Les responsables de l’étude se sont servis de timbres transdermiques diffusant de la nicotine durant 16 h à des doses de 10 ou de 15 mg (NicoretteMD, McNeil, Johnson & Johnson inc. – Helsingborg, Suède), et ils ont également eu recours à des timbres placebos identiques. Les ajustements de dose ont été faits avec un facteur de conversion de 0,1, en fonction des résultats de concentration de cotinine salivaire et d’une estimation a priori que l’apport nicotinique d’une cigarette représente l’équivalent de 1 mg de nicotine.

Lors des analyses statistiques réalisées a priori, les chercheurs ont eu recours à l’hypothèse nulle selon laquelle les agents de soutien à la cessation tabagique ne faisaient pas de différence dans le taux d’abstinence tabagique. Avec des taux d’abstinence spontanée de 65 à 81 %, un nombre de 219 patientes dans chacun des groupes était nécessaire pour détecter une différence de 10 % dans la consommation de nicotine des deux groupes et de 100 g dans les poids moyens des nouveau-nés de ces mêmes groupes avec un coefficient alpha de 0,05 et une puissance de 80 %. Le recrutement a été interrompu après la randomisation de 403 patientes compte tenu des délais imposés par l’organisme subventionnaire. 

Résultats

Berlin et collab. ont évalué 476 fumeuses enceintes pour la randomisation, et 76 ont été exclues pour diverses raisons (dont 53 femmes qui ont retiré leur consentement). En tout, 203 femmes ont été randomisées afin de recevoir un timbre de nicotine et 199 afin de recevoir un timbre transdermique placebo. Le taux de non-observance et de retrait de l’étude était élevé (environ 50 %) dans les deux groupes de l’étude. Quant aux caractéristiques de base, elles étaient similaires dans les deux groupes de même que la dose quotidienne moyenne de nicotine prescrite (18 mg de nicotine dans le groupe employant le timbre de nicotine comparativement à 19,2 mg dans le groupe employant le timbre placebo, p = 0,11).

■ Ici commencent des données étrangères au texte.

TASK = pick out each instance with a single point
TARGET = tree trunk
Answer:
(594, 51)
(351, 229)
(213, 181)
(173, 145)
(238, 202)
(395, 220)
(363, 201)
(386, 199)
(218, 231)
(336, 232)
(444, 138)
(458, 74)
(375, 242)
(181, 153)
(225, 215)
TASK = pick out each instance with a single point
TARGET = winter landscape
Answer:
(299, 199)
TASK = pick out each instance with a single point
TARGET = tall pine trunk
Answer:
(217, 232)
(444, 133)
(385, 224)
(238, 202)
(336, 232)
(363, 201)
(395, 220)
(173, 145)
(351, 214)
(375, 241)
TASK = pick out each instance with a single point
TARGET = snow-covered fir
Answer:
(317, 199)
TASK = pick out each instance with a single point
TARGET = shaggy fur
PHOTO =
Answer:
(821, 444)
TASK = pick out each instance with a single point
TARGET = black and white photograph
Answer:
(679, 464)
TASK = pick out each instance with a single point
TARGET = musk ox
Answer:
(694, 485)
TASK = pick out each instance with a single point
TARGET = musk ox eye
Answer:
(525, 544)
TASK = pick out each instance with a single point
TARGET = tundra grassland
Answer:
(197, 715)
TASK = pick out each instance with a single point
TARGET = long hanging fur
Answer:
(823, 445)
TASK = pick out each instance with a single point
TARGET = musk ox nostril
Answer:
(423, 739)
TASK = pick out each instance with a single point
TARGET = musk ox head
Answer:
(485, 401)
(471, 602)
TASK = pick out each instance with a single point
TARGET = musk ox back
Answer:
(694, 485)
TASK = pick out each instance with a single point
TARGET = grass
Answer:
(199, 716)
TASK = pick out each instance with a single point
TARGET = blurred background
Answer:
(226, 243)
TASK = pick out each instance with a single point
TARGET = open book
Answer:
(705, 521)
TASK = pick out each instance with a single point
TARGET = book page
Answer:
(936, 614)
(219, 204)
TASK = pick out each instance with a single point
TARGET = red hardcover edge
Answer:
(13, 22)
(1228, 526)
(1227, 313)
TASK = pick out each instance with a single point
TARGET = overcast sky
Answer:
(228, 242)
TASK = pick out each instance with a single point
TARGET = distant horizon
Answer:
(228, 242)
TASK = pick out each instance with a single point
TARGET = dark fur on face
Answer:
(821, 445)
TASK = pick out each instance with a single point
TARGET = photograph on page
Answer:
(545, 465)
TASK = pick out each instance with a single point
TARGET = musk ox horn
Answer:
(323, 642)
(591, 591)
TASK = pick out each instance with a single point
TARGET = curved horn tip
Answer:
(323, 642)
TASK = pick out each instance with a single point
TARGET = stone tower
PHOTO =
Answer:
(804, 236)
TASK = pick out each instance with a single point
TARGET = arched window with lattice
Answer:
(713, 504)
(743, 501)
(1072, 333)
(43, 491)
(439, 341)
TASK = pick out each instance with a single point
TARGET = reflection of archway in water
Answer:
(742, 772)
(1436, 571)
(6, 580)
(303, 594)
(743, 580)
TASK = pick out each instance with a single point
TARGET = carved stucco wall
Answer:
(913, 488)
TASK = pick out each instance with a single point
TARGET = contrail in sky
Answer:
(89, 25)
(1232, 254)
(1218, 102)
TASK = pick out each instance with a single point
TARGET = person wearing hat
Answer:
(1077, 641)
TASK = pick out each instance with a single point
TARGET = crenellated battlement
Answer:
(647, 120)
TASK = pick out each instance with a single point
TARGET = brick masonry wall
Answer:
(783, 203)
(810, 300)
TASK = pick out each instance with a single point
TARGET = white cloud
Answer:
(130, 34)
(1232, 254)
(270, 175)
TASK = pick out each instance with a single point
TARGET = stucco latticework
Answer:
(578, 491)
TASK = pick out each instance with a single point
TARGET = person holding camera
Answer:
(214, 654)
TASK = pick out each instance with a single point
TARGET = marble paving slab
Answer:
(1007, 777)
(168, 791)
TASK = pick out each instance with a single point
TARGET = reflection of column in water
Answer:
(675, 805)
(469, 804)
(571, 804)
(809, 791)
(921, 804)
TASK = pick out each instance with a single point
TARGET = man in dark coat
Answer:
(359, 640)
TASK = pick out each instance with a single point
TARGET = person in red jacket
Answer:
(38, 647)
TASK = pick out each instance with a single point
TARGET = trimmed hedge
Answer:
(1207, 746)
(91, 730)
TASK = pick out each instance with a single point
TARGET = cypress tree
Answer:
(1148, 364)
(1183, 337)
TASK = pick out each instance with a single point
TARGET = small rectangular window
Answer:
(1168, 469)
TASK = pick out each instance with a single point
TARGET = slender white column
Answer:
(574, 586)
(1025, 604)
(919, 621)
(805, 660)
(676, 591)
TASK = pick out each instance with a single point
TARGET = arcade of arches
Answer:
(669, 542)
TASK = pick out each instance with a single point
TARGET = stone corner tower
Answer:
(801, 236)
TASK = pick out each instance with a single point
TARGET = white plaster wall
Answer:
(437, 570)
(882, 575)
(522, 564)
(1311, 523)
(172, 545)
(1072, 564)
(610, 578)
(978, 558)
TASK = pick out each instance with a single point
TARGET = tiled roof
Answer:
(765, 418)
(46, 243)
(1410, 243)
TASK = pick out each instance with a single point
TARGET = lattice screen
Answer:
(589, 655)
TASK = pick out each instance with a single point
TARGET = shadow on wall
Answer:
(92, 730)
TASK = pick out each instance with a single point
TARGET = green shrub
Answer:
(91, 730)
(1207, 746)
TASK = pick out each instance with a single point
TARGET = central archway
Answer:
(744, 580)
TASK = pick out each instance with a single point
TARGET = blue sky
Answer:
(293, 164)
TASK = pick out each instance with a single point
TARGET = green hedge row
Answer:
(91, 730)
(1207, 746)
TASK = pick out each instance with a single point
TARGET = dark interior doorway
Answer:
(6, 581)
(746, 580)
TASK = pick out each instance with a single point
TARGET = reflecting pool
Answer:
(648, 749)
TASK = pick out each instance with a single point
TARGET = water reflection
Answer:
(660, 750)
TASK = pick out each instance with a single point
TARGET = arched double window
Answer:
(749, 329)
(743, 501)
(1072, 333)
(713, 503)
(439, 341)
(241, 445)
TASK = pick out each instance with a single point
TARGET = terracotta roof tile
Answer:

Quant à la durée médiane de prescription, elle était significativement plus longue pour le groupe employant le timbre de nicotine (105 jours contre 70 jours pour le groupe employant le timbre placebo, p = 0,03). Par ailleurs, les femmes faisant partie du groupe traité à l’aide du timbre de nicotine avaient des concentrations significativement plus élevées de cotinine dans leur salive que les femmes faisant partie du groupe traité à l’aide du placebo. Les concentrations salivaires moyennes de cotinine du groupe de participantes ayant recours au timbre de nicotine étaient de 119 mcg/L avec un tabagisme concomitant, de 108 mcg/L après 2 semaines de cessation tabagique et de 80 mcg/L 8 semaines après l’abandon du tabac. Ces valeurs étaient respectivement de 127 mcg/L, de 67 mcg/L et de 63 mcg/L (groupement par interaction de temps p < 0,001) dans le groupe de participantes ayant recours au timbre placebo.

Malgré des concentrations plus élevées de cotinine salivaire chez les femmes traitées à l’aide du timbre de nicotine par rapport aux femmes traitées à l’aide du timbre placebo, le taux d’abstinence complète a été faible dans les deux groupes. Donc, 11 femmes (5,5 %) traitées à l’aide du timbre de nicotine comparativement à 10 femmes (5,1 % traitées à l’aide du timbre placebo – rapport de cote 1,08; intervalle de confiance à 95 % de 0,45 à 2,60) sont restées abstinentes à partir de la date où elles ont cessé de consommer du tabac jusqu’à leur dernière visite avant l’accouchement (p = 0,87). À la deuxième semaine d’abandon du tabagisme, 62 % des femmes avaient rechuté; le délai médian de la première cigarette consommée après l’arrêt auquel les participantes s’étaient conformées pour l’étude était de 15 jours dans les deux groupes. L’observance du traitement demandant l’utilisation du timbre transdermique de nicotine ou l’emploi du timbre transdermique placebo ne différait pas entre les groupes.

Discussion

Dans cette étude clinique, après la randomisation des femmes enceintes faisant partie du groupe traité à l’aide du timbre de nicotine ou de celui traité à l’aide du timbre placebo, il n’y avait pas de différence statistiquement significative dans les taux d’abstinence au tabagisme. Les chercheurs ont ajusté les doses de nicotine en fonction des concentrations de cotinine salivaire, en utilisant une conversion de 1 mg de nicotine par jour, ce qui équivaut à environ 10 mcg/L de cotinine salivaire. Ces données proviennent d’une étude précédente portant sur 10 hommes et sur 10 femmes non enceintes(4).Il n’est pas certain que le taux de conversion utilisé peut s’appliquer à la condition physiologique différente de la grossesse.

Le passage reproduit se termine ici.